O Acordo de Paris não estabelece nenhuma cota nacional e cada país pode decidir o valor que considera justo. Mas organizações ambientais e de proteção climática acusam os países ricos de não atingirem sua cota justa. Elas também argumentam que a meta financeira atual é insuficiente para atender às necessidades dos países em desenvolvimento.
+ Financiamento climático: como fica a solidariedade internacional?
O Acordo de Paris é um tratado climático internacional que visa limitar o aumento das temperaturas a 1,5°C acima dos níveis registrados no final do século 19, quando o uso de combustíveis fósseis começou a causar um aquecimento global significativo.

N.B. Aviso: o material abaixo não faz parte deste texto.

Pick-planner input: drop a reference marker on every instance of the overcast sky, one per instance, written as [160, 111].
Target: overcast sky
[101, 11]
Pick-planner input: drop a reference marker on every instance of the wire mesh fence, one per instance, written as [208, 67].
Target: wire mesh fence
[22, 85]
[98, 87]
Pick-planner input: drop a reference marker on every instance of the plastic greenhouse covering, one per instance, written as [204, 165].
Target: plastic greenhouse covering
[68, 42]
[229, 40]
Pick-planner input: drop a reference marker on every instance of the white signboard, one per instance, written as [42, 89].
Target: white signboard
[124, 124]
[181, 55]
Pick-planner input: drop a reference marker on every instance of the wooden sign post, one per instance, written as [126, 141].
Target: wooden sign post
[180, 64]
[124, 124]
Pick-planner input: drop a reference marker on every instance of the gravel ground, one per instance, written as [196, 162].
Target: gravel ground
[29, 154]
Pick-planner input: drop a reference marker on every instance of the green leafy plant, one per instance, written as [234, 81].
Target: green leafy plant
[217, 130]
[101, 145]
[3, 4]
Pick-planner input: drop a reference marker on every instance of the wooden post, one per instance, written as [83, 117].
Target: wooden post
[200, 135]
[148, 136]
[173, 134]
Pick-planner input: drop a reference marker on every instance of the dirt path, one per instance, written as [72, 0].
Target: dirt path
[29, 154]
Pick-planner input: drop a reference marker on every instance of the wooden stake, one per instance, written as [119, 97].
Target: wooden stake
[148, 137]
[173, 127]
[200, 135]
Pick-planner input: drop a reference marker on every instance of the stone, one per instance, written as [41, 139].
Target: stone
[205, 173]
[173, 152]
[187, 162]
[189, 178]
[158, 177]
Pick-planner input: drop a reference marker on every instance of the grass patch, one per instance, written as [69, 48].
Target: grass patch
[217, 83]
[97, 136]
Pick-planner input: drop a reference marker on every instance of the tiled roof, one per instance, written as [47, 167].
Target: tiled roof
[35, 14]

De acordo com pesquisadores da área, para ter uma chance de atingir essa meta e evitar as piores consequências das mudanças climáticas, é necessário reduzir as emissões globais pela metade (ou quase) até 2030 e zerar as emissões líquidas até o meio do século.

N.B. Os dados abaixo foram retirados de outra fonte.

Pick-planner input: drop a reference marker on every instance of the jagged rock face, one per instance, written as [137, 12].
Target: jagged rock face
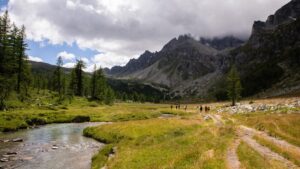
[180, 60]
[222, 43]
[285, 15]
[269, 59]
[133, 65]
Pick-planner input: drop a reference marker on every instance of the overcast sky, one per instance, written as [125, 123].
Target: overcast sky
[110, 32]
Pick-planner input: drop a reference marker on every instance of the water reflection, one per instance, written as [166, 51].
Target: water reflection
[57, 146]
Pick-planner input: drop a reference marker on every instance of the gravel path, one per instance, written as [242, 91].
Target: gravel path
[247, 134]
[280, 143]
[232, 159]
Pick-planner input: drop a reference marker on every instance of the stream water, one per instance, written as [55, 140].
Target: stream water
[54, 146]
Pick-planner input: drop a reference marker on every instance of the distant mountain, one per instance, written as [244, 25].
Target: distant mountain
[124, 87]
[268, 61]
[146, 59]
[222, 43]
[45, 68]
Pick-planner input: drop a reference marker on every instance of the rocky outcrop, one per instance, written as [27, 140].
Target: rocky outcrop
[222, 43]
[268, 61]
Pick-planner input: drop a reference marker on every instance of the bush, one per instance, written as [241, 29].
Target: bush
[36, 121]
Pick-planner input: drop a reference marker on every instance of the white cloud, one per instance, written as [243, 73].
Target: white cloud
[109, 60]
[85, 60]
[66, 56]
[125, 28]
[36, 59]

Quem pagou sua cota justa pelo clima?
A Noruega e a França têm sido os países mais generosos até o momento. Segundo o ODI, em 2022, ambos os países contribuíram com mais do que o dobro de suas cotas justas. A Suíça, a Alemanha e o Japão também estão entre as nações que forneceram mais recursos do que precisavam.

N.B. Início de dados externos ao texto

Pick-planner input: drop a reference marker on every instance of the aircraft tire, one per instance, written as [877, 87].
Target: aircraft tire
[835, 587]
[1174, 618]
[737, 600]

Estima-se que a cota justa da Suíça seja US$ 930 milhões por ano (cerca de CHF 814 milhões), de acordo com o think tank. Com uma contribuição de US$ 1,33 bilhão (CHF 1,16 bilhão) em 2022, a Suíça pode ser considerada uma doadora generosa.
Por outro lado, vários países industrializados, incluindo a Itália, a Grã-Bretanha e a Espanha, não cumpriram sua cota. Na final da lista estão a Grécia e os Estados Unidos: em 2022, eles contribuíram com cerca de um terço do valor que deveriam dar.
Os Estados Unidos contribuíram com mais de US$ 14 bilhões para o financiamento internacional de proteção climática – o maior valor no total. No entanto, considerando sua pegada de carbono, o tamanho de sua população e sua renda nacional bruta, os EUA deveriam ter disponibilizado três vezes esse valor, segundo a análise do ODI.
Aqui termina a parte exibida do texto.